One of the biggest themes of our instant package is card draw; we have a ton of card draw at instant speed, which can help us refill our hand and keep the gameplan going; one of the biggest weaknesses of mono-red is lack of card draw and running out of cards luckily we are able to keep our hand relatively full for most of the game. Since we draw a lot of cards, we often have a lot of additional mana, so we can use that to cast cards like Balduvian Rage, which can be a great finisher for the deck in the late-game, and funny enough, it also draws a card. Shattering Pulse is another very good use of our extra mana, and since there is a high density of artifacts throughout the format, this almost always has targets.


Pauper EDH has no shortage of awesome creatures, but for us we want to avoid all of those great blockers as much as possible, which is why we are running cards like Coronation of Chaos not only can we take the best of the best out of combat being able to goad them points them directly at our opponents which is truly the best of both worlds for the deck, also works very well with cards like Ardent Elementalist. We have quite a few effects at sorcerer speed that allow us to stop our opponent’s best creatures from blocking, and all of these are quite amazing; being able to attack into a board that is better than ours is one of the best parts of this deck. Another one of my favorites at sorcery speed is Fireball, which is either an amazing finisher or a great way to kill an opponent’s creature. Either way, it is a great piece of removal for the deck.


We have very few interesting artifacts in the deck, but we do have Spare Supplies, which is a great source of extra card draw; while we don’t have a shortage of that, the more the merrier! The rest of our artifact package consists of just mana rocks, but these are great, especially in an opening hand, as the quicker we cast our commander, the more advantage we can get.

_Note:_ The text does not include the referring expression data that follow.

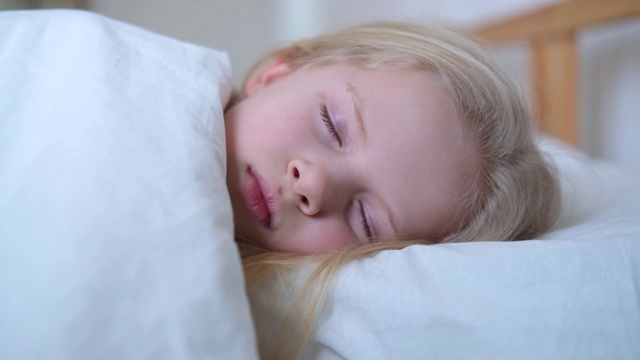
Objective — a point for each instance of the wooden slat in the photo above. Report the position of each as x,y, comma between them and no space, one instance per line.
554,72
559,19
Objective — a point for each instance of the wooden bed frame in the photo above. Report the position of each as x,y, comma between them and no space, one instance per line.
551,34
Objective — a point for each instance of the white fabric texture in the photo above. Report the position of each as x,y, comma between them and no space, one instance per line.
116,238
573,294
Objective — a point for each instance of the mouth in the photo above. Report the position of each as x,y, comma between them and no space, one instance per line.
259,198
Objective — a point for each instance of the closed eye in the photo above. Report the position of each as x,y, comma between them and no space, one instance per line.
326,119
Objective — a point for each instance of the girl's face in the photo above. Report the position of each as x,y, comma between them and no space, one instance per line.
322,158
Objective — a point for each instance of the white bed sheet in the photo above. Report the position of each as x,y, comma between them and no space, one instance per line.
572,294
116,236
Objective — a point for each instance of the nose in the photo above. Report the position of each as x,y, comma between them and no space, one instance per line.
310,183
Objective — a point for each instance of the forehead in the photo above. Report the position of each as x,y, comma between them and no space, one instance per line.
420,151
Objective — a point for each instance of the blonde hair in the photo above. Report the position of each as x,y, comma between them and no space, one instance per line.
517,194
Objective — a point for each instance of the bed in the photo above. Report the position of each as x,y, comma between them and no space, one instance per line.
115,241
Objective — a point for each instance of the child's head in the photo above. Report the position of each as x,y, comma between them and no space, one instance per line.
384,132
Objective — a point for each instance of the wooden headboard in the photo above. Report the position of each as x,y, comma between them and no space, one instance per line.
551,35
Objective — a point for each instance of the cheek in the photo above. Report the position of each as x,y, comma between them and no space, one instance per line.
319,236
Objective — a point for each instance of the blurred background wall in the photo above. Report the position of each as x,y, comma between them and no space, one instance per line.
610,68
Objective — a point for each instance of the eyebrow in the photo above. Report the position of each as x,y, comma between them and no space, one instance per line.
357,108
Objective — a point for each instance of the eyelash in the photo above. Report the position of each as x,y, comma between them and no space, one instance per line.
364,222
326,119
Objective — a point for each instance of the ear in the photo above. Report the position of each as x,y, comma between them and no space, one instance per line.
265,76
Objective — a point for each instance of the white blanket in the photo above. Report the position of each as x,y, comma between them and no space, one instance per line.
116,238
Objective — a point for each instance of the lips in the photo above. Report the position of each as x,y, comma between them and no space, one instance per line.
259,198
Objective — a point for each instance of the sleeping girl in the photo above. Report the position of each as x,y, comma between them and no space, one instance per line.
376,137
117,224
383,133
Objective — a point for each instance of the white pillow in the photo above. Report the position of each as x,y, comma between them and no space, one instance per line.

Since we are a mono-red deck, I absolutely had to include Claws of Valakut, which only gets better and better as the game goes on and allows us to deal a lot of damage, and the first strike is great, especially against other combat-focused decks. Since we have a lot of creatures in the deck and a lot of re-ETB, we had to include Impact Tremors, which is a cheap and awesome source of non-combat damage that allows us to whittle down our opponents even when going to combat is not the correct move. Since we bounce the best creatures quite a bit, we have included awesome auras that provide buffs and mana-sinks and more importantly can be bounced back to our hands when we want, whether we bounce them for an Oni trigger or to protect the aura from removal Crown of Flames and Ghitu Firebreathing.

Land Base:

Even though we are a mono-red deck, we are not running below the average for lands; we have quite a few expensive cards in the deck, and in testing, I tried thirty-two and thirty-three versions and found them to be quite inconsistent. Even though it is almost all mountains, I like this version of the landbase and find it to be quite strong and most importantly consistent.

Strengths of the Deck:

  • We have quite a bit of supplemental card draw, allowing us to refill our hand and keep on casting continuously.
  • We are quite aggressive and can hit decently hard in the early-game.
  • We transition very nicely to the late-game as our on-curve creatures get a lot bigger.

Weaknesses of the Deck:

  • Weak against Control strategies.
  • We are weak against decks that don’t engage in combat and focus on non-combat damage.
  • Our commander is a huge part of our deck and is sadly a big removal magnet, and since they have a base cost of six, they can be quite difficult to cast.

Deck Stats:

Sample Hands:


Oni of Wild Places is a wacky and spicy deck that is very fun to pilot. This isn’t the new best deck in Pauper EDH, but I have been having so much fun against this, and it has been a great addition to our testing group. If you love wacky decks with weird commanders, this is definitely the one for you. I hope I can inspire you all to build an Oni deck because it is a ton of fun; this deck is also quite well suited for new players as it combines some more advanced concepts with the general simplicity of mono-red. Thanks for reading to the end and for all of your support!